Parsers generating XML
Jason Blevins has a list of tools that convert Latex documents to XML-based formats, and that handle equations reasonably. Romeo Anghelache's Hermes, which is part of a full Latex parser that generates XML with semantic markup, is worth singling out: like tex4ht, it works by running the Tex engine with macros to put specials in the DVI output, which it then parses; it supports a wider set of semantic markup.
Fragments of Latex or DVI
With the exception of the systems referencing Webtex, there doesn't seem to be much interest in clearly codifying subsets of Latex to be parsed, I guess because these are regarded as moving targets. Instead, lists of commands supported, like that I mentioned for Mathjax, seems to be the way things are done.
With DVI-based converters, the issue of parsing Latex goes away, replaced by the relatively trivial issue of parsing marked-up DVI and the trickier issue of identifying the semantically significant macros and constructing markup-issuing replacements that do not improperly interfere. I haven't looked at how this is done for equational layout. It would be a useful exercise to see how a converter from Tex formulae to those of It's worth noting that the representation of expressions is essentially a superset of that used by Heckmann & Wilhelm (1997) would work.
Syntax highlighting
A completely different kind of parsing is involved in syntax highlighting, where the idea is to help the author see the significance of the parts of the formulae. I don't know of any syntax highlighters that do an interesting job here: Auctex only raisers/lowers super&subscripts, but i haven't really looked.
Reference
Heckmann & Wilhelm, 1997, A Functional Description of TeX's Formula Layout.
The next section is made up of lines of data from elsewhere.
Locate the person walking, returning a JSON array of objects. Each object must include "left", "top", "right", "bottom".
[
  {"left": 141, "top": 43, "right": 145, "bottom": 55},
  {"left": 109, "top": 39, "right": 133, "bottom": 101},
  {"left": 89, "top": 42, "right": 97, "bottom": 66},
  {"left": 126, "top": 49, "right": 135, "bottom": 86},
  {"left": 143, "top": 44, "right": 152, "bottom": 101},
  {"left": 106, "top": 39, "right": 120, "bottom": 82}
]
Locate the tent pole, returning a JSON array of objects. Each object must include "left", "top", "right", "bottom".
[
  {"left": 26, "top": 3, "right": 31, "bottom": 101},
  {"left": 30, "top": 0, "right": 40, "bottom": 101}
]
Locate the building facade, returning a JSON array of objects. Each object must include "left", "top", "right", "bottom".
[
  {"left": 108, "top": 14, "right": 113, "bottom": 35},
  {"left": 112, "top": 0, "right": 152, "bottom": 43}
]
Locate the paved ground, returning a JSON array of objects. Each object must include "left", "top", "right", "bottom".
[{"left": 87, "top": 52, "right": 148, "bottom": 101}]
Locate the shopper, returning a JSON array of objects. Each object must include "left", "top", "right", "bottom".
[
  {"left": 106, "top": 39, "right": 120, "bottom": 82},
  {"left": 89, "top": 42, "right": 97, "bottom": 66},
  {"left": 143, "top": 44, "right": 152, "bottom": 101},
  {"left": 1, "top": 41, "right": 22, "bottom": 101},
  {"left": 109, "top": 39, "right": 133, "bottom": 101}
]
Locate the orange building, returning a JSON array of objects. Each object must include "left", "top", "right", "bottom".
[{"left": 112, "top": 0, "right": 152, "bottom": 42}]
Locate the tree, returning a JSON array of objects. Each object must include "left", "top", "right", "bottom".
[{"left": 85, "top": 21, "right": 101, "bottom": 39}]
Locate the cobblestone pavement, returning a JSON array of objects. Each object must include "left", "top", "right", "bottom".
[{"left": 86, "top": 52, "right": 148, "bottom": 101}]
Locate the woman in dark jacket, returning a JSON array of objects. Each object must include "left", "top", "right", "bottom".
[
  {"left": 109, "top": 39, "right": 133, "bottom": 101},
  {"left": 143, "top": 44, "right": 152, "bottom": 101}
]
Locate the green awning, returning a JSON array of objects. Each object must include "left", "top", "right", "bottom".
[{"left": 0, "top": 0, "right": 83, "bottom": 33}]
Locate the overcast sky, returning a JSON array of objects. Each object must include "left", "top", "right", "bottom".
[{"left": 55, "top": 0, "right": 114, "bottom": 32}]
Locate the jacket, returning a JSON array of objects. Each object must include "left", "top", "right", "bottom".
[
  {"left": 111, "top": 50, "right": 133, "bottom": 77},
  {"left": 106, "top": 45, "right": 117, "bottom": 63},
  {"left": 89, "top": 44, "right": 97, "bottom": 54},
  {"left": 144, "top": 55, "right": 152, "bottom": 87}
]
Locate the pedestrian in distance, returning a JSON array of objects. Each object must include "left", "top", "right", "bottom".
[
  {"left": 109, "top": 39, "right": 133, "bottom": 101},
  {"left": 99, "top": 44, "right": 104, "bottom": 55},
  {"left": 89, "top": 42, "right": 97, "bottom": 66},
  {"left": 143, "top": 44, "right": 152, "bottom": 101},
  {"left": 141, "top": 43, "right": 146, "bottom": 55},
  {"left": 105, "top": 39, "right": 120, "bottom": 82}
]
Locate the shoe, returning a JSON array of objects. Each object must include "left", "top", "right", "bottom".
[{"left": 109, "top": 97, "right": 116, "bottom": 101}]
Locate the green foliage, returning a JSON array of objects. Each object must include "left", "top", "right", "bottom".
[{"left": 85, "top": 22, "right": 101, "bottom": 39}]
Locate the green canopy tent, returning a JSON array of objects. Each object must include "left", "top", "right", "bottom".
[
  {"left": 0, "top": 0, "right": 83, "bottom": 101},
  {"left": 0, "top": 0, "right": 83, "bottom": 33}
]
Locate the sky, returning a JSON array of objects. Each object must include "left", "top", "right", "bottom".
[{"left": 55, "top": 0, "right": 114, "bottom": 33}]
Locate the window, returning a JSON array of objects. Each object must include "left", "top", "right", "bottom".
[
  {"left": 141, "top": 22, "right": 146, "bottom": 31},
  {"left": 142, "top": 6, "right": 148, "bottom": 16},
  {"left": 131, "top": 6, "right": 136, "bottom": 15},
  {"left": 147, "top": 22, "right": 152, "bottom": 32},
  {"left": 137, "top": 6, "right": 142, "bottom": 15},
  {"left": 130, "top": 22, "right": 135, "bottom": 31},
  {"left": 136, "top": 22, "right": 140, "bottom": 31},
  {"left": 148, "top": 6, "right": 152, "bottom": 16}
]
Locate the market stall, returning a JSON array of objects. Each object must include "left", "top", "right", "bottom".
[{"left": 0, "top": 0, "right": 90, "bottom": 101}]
Similar to MathJax there is the more recent KaTex
Pandoc uses the Haskell Text.TeXMath.Parser library to parse inline and display math. This is not complete. It only parses most common inline math expressions and does not support amsmath display environments.
I don't know if there is an official documentation of what subset is supported. The source code will give some idea about that.
It is as portable as Haskell. So, it should work on most popular OS.
Pandoc is specifically designed to support multiple output formats. IIRC, the output can be translated to MathML or to images using mimetex, gladtex, etc.